My Role: Product Manager
Following executive alignment on the concept, I owned the end-to-end delivery of the Metrics Dashboard MVP, a digital product that enables UX researchers and automotive clients to consistently measure, score, and analyze vehicle interface quality across dimensions such as Ease of Use, Capability, Brand Perception, Aesthetics, and Emotion. The outcomes informed how product teams, from Chief Engineers to Chief Evaluators, could make data-backed decisions on vehicle interface design and investment prioritization.

Project Objectives:
- Improve Decision-Making: Equip R&D teams with a centralized database to analyze user experience data across current and future summative evaluations.
- Reduce Reliance on Opinion: Replace subjective debates with objective data visualizations to support cost- and schedule-sensitive decisions.

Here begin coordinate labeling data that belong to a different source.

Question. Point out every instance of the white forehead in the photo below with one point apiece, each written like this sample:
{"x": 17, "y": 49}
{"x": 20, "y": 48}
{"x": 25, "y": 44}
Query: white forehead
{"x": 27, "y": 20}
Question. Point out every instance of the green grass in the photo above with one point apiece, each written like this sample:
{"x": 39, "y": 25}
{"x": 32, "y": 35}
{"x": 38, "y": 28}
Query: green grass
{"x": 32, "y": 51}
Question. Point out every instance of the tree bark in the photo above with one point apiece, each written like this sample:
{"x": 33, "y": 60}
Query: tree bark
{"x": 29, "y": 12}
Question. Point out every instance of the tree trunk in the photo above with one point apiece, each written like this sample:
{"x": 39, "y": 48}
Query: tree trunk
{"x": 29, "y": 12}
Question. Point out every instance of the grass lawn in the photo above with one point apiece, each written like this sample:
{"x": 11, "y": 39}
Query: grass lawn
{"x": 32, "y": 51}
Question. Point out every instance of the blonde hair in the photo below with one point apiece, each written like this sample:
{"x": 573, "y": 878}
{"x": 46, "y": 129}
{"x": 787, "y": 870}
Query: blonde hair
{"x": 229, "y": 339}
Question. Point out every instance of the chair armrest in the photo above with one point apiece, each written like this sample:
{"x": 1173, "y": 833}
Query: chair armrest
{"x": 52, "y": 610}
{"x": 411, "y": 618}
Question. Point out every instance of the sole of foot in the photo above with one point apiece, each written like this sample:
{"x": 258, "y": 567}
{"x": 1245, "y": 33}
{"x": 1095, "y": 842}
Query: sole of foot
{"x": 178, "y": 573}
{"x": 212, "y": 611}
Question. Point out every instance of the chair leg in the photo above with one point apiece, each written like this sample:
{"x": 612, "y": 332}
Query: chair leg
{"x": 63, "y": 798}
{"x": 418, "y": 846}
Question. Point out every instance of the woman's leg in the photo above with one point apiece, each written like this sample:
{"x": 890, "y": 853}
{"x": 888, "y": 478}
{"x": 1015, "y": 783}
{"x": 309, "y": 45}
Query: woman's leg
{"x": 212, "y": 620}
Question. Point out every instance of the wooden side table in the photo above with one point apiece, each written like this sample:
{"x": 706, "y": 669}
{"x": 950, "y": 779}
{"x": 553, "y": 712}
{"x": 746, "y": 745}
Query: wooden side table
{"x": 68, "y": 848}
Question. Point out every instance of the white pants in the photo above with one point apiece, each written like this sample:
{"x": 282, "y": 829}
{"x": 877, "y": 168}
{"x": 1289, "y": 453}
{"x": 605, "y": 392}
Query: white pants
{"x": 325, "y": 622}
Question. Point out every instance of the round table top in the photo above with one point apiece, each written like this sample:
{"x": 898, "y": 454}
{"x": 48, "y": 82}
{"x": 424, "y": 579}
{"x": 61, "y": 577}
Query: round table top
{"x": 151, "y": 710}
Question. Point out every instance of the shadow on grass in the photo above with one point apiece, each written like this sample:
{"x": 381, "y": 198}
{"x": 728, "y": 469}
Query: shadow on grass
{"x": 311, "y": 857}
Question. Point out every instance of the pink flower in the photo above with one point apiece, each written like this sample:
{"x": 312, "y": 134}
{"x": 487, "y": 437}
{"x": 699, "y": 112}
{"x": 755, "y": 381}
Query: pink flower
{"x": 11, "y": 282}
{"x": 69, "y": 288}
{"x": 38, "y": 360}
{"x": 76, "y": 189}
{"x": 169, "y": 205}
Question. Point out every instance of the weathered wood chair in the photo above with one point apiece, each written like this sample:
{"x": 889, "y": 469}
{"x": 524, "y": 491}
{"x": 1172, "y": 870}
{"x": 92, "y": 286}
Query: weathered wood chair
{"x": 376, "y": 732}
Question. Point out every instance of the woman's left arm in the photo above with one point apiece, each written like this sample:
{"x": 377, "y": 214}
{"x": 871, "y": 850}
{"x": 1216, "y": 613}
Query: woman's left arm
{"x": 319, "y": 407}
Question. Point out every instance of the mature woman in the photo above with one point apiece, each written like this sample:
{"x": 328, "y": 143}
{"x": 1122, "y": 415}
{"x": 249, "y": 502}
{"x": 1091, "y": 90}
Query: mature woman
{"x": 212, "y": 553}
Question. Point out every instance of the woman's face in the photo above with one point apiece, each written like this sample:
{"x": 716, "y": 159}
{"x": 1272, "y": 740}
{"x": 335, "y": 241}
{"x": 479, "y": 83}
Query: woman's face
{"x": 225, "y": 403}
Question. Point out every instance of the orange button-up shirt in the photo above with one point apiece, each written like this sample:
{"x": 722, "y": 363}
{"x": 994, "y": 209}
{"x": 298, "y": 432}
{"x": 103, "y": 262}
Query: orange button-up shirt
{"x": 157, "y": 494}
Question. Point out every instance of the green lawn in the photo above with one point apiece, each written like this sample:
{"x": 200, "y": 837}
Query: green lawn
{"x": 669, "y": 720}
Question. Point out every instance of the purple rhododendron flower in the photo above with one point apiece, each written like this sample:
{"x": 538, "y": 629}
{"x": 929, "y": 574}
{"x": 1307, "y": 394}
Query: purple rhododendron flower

- Enable Meaningful Stakeholder Conversations: Provide teams with more accurate, low-variance data than traditional IQS scores to drive clarity in discussions with senior evaluators.
- Build a Scalable Data Platform: Design a modular system that supports evolving UX research programs and broader cross-functional analysis.
Key Responsibilities:
- Product Requirements & Scope Management: Facilitated requirement-gathering sessions with Honda’s HMI and R&D teams to define functional and non-functional needs. Authored and maintained a detailed User & Design Requirements document to guide delivery, manage scope, and evaluate change requests based on cost and schedule impact.
- Stakeholder Alignment & Prioritization: Partnered with Honda’s Chief Evaluators, engineers, and analysts to ensure the platform addressed the highest-value pain points: lack of confidence in existing metrics, slow insights, and low decision-making transparency. Balanced priorities across technical feasibility, user needs, and business constraints to shape MVP scope.
- Dashboard & Data Architecture Definition: Collaborated with design and data teams to define the information architecture of both the database and interactive dashboard. Ensured that visualization tools supported both quick exploration and deeper performance insights across UX dimensions (Ease of Use, Aesthetics, Emotion, Brand, etc.).
- Cross-Functional Delivery: Worked alongside engineering and UX leads to guide the implementation of the database and dashboard features in phased releases. Managed backlog prioritization, sprint planning, and risk mitigation strategies throughout the project lifecycle.
- Development and Implementation: Worked closely with the development team to define technical requirements and prioritize delivery milestones. Managed sprints, resolved blockers, and kept the project on track through agile ceremonies and check-ins.
- Usability and Performance: Oversaw usability testing during and after development to validate ease of use, speed, and accuracy of insights. Iterated on feedback and performance metrics to refine core functionality post-MVP.
Sample UX Scenarios and Workflows:

Outcome:
The Metrics Dashboard provides the company with a streamlined and efficient process for collecting, storing, and analyzing UX scorecard data. Researchers and engineers were able to make data-driven decisions, leading to improved vehicle interfaces and enhanced client satisfaction.
- Defined and delivered MVP requirements for a custom UX metrics database and dashboard, enabling faster insight generation and improved stakeholder buy-in for design changes.
- Reduced ambiguity in key R&D decisions by centralizing high-fidelity UX data previously spread across disparate sources or trapped in IQS summaries with wide confidence intervals.
- Established product foundation for future integration with simulation tools, benchmarking systems, and next-gen research programs.
Key Learning:
- Managing product scope in a highly regulated, schedule-sensitive automotive context required a deep understanding of organizational risk tolerance.
- Early validation of methodology builds trust and ensures stakeholder confidence in long-term data-driven tooling.
- Positioning data tools as enablers of speed (not just insights) was crucial to gaining stakeholder adoption in an environment where “schedule is never negotiable.”